In a lab room, a toddler, deaf from birth, sits while a tone plays. There’s no reaction. His face does not change. Six weeks later, after a single injection of an experimental gene therapy, the same toddler is back in the same room. The tone plays. The toddler’s head turns toward the sound. And somewhere just off screen, the child’s grandfather says his name. The boy turns and looks. He can hear.

“When the parents realized their child had a response to sound they cried. The whole family cried.”

This moment, captured in a video from Dr. Yilai Shu of the Eye ENT Hospital of Fudan University—who co-led the trial—illustrates the transformative power of gene therapy in 2026. The footage also shows another child, thirteen weeks post-treatment, dancing to music.

These scenes are from the international clinical trial of an OTOF gene therapy conducted by Mass Eye and Ear and China’s Fudan University, which provided the scientific foundation for a new drug approved last week by the U.S. Food and Drug Administration (FDA).

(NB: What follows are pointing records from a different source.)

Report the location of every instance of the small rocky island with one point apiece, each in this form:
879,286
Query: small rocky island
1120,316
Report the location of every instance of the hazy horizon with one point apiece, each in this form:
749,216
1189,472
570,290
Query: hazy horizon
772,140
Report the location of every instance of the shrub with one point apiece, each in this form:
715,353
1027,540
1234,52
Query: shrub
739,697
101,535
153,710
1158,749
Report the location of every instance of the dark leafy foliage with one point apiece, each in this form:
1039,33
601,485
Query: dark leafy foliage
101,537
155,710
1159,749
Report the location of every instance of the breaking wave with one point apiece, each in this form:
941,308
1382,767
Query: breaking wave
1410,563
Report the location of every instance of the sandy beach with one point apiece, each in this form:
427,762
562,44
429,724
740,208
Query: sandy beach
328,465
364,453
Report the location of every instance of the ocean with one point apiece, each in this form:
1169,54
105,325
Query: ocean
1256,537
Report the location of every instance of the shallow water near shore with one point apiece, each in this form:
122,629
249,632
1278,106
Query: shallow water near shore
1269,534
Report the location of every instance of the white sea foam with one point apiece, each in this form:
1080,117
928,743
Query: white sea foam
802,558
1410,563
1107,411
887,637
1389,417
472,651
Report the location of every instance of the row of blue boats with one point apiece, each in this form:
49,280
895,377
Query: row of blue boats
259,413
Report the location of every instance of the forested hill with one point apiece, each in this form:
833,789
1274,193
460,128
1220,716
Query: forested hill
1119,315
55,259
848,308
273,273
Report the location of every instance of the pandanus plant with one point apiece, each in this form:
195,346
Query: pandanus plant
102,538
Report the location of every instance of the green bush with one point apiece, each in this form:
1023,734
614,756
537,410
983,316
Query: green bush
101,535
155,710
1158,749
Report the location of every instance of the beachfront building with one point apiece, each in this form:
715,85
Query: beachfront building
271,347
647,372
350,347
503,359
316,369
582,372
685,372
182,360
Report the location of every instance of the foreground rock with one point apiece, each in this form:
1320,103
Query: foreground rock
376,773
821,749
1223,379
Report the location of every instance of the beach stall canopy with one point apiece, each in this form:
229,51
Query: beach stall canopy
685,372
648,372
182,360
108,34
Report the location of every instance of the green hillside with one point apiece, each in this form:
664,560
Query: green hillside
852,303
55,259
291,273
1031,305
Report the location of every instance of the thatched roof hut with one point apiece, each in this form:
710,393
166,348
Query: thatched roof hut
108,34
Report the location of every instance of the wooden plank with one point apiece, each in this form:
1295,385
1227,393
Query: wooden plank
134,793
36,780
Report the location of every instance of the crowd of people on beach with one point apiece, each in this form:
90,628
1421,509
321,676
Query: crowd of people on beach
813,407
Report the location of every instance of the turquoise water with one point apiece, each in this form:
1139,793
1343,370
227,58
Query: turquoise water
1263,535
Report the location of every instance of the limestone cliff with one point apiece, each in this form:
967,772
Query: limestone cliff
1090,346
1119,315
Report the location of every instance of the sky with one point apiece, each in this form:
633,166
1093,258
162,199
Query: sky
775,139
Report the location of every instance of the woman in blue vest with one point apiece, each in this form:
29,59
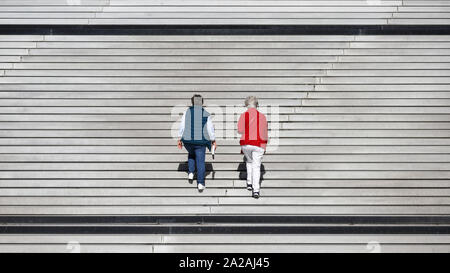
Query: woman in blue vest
196,133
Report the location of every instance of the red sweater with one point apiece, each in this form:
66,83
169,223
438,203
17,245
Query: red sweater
252,126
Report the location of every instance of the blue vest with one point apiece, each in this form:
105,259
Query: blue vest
195,130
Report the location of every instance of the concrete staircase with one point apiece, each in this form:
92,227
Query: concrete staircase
86,125
153,12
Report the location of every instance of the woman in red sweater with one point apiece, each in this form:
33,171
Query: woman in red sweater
252,126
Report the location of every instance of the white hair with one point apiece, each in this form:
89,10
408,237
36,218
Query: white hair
251,101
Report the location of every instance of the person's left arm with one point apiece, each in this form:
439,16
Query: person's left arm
211,132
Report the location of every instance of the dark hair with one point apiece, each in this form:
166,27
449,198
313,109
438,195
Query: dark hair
195,98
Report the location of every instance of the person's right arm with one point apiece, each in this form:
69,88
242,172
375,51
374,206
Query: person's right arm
181,131
241,124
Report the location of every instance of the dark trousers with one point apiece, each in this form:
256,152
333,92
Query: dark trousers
196,158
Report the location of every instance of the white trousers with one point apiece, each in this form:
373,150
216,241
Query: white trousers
253,155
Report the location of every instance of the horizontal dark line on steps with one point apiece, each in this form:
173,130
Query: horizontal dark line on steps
224,29
230,219
224,229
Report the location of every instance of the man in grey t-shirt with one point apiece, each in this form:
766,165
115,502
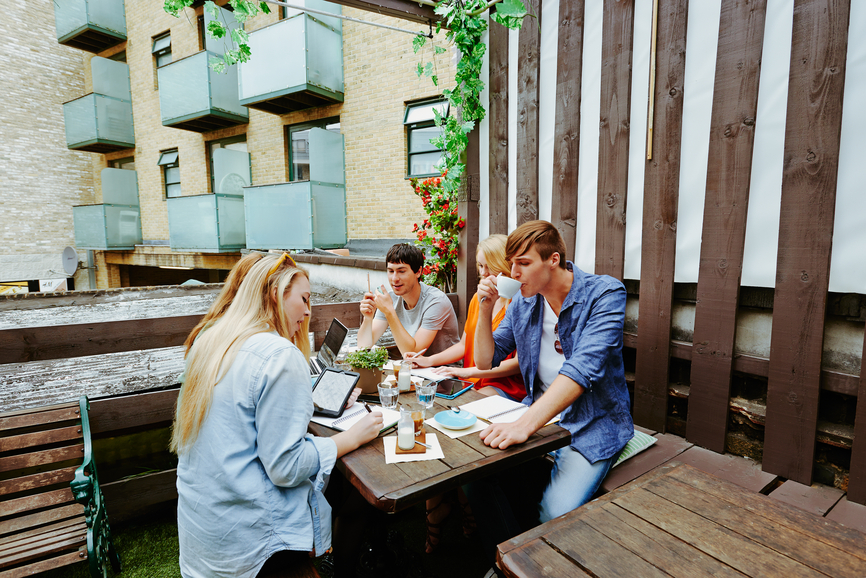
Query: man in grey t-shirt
420,316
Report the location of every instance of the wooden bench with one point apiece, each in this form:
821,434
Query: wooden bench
51,507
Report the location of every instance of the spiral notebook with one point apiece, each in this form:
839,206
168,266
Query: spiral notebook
498,409
351,415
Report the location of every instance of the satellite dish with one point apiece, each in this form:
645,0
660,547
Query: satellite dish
70,260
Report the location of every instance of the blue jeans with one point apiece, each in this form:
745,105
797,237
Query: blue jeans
512,502
573,482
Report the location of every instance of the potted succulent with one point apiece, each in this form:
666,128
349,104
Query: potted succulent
368,362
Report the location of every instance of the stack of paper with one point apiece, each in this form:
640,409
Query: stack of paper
353,414
498,409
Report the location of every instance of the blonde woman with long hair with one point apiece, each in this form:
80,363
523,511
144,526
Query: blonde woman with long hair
250,478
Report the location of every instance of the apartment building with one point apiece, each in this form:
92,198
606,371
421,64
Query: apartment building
174,168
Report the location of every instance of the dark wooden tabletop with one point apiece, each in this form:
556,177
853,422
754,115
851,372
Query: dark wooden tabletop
393,487
679,521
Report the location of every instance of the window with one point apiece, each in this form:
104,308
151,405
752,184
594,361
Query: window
419,120
162,49
126,163
299,146
232,143
170,163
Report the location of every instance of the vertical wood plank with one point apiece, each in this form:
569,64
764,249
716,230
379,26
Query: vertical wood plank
566,138
527,114
616,55
467,208
809,173
857,473
732,137
497,87
658,245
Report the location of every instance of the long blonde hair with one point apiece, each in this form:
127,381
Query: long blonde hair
493,248
225,298
253,310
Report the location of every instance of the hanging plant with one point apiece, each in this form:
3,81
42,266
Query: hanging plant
465,28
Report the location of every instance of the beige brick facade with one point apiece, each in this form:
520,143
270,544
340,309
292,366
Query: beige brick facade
379,76
40,179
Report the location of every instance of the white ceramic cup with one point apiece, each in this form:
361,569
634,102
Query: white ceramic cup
507,286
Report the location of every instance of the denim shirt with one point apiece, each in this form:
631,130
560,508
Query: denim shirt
590,330
250,485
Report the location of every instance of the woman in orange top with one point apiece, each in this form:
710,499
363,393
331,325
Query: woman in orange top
504,380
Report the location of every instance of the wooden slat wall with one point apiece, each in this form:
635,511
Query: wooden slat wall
527,115
497,114
658,248
857,475
732,136
814,121
616,55
566,138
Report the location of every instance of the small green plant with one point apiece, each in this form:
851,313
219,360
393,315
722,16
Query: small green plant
373,358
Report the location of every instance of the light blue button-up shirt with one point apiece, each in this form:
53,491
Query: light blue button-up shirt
250,485
590,330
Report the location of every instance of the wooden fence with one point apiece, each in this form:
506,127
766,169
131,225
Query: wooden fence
793,372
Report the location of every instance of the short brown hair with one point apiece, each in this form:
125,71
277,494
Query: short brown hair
541,235
406,254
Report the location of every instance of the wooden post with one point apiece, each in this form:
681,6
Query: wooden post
814,123
467,207
527,115
616,54
658,249
566,138
732,137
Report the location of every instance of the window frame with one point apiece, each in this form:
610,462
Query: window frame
173,164
222,141
300,127
412,126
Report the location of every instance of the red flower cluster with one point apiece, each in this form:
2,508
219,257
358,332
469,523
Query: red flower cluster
438,233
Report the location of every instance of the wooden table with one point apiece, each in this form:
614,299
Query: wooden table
394,487
679,521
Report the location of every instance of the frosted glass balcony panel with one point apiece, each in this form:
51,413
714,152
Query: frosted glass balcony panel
98,123
207,223
91,25
307,73
119,187
194,97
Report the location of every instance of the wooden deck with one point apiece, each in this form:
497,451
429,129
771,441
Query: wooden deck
680,521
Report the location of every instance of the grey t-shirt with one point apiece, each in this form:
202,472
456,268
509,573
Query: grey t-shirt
433,311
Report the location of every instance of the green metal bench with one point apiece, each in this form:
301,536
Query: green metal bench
51,508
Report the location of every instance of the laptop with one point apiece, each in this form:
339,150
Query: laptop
334,339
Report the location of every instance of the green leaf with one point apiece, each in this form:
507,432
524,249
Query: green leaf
418,43
216,29
509,13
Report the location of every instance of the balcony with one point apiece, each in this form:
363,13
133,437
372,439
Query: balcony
115,224
91,25
194,97
101,122
206,223
309,74
303,214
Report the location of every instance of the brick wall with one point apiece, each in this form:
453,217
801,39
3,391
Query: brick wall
40,179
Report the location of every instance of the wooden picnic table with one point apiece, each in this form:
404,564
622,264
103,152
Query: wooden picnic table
394,487
679,521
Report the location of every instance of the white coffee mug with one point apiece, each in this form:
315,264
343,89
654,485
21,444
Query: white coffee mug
507,286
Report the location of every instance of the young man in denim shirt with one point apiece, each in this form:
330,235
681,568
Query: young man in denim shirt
566,326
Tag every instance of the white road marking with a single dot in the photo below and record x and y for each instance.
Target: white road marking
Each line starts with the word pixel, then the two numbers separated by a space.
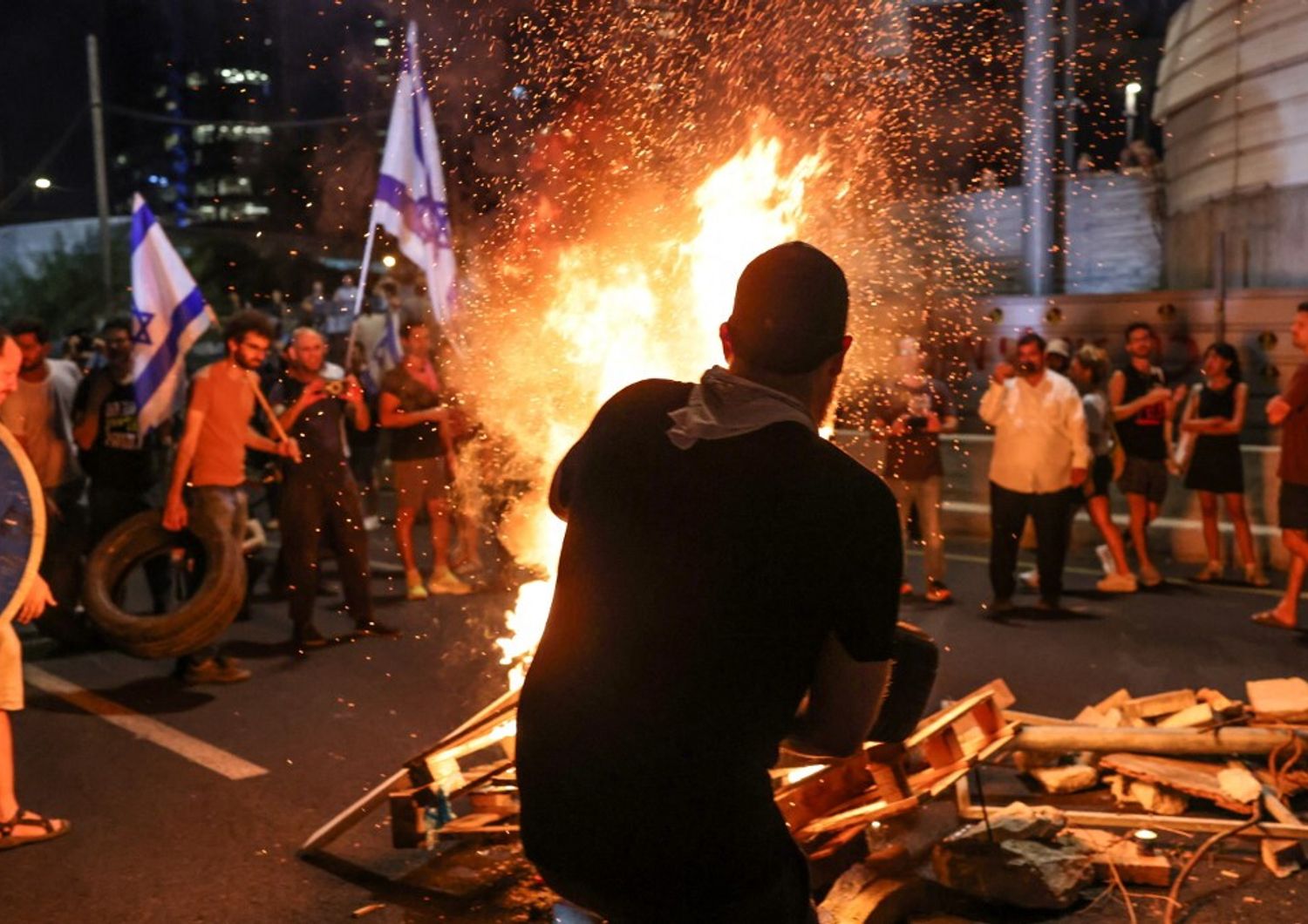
pixel 143 727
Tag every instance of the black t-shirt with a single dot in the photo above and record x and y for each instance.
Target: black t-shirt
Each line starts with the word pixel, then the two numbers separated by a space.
pixel 117 458
pixel 421 441
pixel 695 589
pixel 1142 433
pixel 916 455
pixel 318 431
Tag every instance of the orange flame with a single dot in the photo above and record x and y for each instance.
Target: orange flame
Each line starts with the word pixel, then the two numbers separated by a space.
pixel 623 319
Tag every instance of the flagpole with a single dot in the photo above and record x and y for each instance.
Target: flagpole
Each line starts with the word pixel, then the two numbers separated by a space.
pixel 363 288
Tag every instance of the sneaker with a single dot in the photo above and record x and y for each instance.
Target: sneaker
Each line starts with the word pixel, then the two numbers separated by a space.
pixel 309 638
pixel 413 581
pixel 215 670
pixel 446 581
pixel 374 628
pixel 1211 571
pixel 937 592
pixel 1117 583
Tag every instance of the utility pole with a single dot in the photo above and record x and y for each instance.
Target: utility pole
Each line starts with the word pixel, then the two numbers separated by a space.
pixel 1040 50
pixel 97 127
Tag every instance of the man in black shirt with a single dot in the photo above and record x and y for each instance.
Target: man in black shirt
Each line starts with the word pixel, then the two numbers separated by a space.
pixel 1143 408
pixel 319 497
pixel 721 561
pixel 123 465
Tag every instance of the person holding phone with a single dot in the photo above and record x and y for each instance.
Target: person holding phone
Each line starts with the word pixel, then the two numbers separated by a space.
pixel 917 410
pixel 1040 452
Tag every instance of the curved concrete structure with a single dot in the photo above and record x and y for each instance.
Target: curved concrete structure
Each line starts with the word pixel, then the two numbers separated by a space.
pixel 1232 96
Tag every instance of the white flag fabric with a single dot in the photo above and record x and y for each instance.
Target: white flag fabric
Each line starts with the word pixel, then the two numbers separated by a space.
pixel 169 316
pixel 411 203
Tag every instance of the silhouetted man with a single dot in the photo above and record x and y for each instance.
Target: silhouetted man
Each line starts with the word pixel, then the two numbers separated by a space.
pixel 721 561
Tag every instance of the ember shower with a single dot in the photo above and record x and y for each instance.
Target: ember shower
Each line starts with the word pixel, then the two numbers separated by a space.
pixel 635 157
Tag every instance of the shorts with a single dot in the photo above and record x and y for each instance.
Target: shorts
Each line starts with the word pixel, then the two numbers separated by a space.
pixel 10 668
pixel 418 481
pixel 1145 476
pixel 1100 474
pixel 1292 506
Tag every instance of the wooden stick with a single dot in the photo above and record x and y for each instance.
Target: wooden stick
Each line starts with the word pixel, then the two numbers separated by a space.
pixel 1231 740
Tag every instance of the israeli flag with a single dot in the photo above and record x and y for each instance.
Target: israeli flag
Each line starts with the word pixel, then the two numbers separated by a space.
pixel 411 203
pixel 169 314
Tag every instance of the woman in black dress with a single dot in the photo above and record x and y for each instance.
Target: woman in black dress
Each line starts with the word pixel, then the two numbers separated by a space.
pixel 1216 416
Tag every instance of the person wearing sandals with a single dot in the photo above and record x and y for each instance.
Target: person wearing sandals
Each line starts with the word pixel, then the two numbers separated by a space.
pixel 1213 418
pixel 18 826
pixel 1289 411
pixel 1090 373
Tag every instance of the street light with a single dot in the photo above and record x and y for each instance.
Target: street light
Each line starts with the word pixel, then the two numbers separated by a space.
pixel 1132 109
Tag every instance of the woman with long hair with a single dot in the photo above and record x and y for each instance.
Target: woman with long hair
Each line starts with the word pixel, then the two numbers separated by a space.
pixel 1216 416
pixel 1090 371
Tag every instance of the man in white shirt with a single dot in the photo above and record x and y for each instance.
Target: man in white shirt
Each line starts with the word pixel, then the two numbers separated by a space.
pixel 1040 452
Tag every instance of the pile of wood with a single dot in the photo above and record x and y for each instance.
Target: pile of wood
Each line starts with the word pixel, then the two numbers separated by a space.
pixel 1180 759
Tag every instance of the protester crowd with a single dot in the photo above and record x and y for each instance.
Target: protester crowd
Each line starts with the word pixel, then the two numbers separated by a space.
pixel 309 404
pixel 1066 426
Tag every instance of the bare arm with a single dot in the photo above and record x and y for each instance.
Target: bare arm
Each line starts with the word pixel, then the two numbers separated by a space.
pixel 842 703
pixel 392 416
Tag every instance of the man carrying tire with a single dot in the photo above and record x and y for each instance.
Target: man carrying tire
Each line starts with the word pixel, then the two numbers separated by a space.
pixel 211 457
pixel 319 494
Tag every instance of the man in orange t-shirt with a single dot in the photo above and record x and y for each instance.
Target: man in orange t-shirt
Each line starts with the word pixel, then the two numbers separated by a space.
pixel 211 458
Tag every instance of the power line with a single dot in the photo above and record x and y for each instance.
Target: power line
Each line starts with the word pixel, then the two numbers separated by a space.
pixel 25 186
pixel 141 115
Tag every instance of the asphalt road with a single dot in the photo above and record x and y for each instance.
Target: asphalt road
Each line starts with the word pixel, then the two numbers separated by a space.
pixel 161 838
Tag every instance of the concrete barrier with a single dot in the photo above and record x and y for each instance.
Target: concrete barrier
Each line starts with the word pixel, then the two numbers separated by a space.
pixel 1179 529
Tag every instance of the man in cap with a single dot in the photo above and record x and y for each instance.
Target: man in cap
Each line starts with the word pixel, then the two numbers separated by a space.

FDA Approves Otarmeni for OTOF-Related Hearing Loss

On April 23, 2026, the FDA granted accelerated approval to Otarmeni, a gene therapy developed by Regeneron for severe-to-profound hearing loss caused by mutations in the OTOF gene.

In a pivotal clinical trial, 80% of treated patients gained measurable hearing, and 42% reached the level needed to pick up whispers. Two and a half years after treatment, 90% of patients in the multi-center trial were still hearing.

From Tragedy to Triumph: The Evolution of Gene Therapy

The approval of Otarmeni represents a historic milestone in gene therapy—a field that nearly collapsed in 1999 after the death of Jesse Gelsinger, a teenager who died four days after receiving an experimental gene therapy at the University of Pennsylvania. His death was the first publicly identified fatality in a gene therapy clinical trial.

The tragedy led to a temporary halt in U.S. gene therapy trials, stricter oversight by the National Institutes of Health (NIH), and a sharp decline in funding and public trust. Careers were derailed, and the term “gene therapy” became synonymous with cautionary tales of unmet expectations.

It took years of rigorous research, regulatory reforms, and technological advancements to rebuild the field. Now, 27 years after Gelsinger’s death, gene therapy has delivered a life-changing treatment for children born with certain types of congenital hearing loss.

The Future of Gene Therapy: Accessibility and Scale

While Otarmeni’s success is a cause for celebration, the next decade will focus on broader challenges: scaling production, ensuring affordability, and expanding access to treatments that currently benefit only a few hundred children annually.

If these hurdles are overcome, what feels like a medical miracle today could become standard care tomorrow. For families like those in the trial, the difference between silence and sound is nothing short of extraordinary.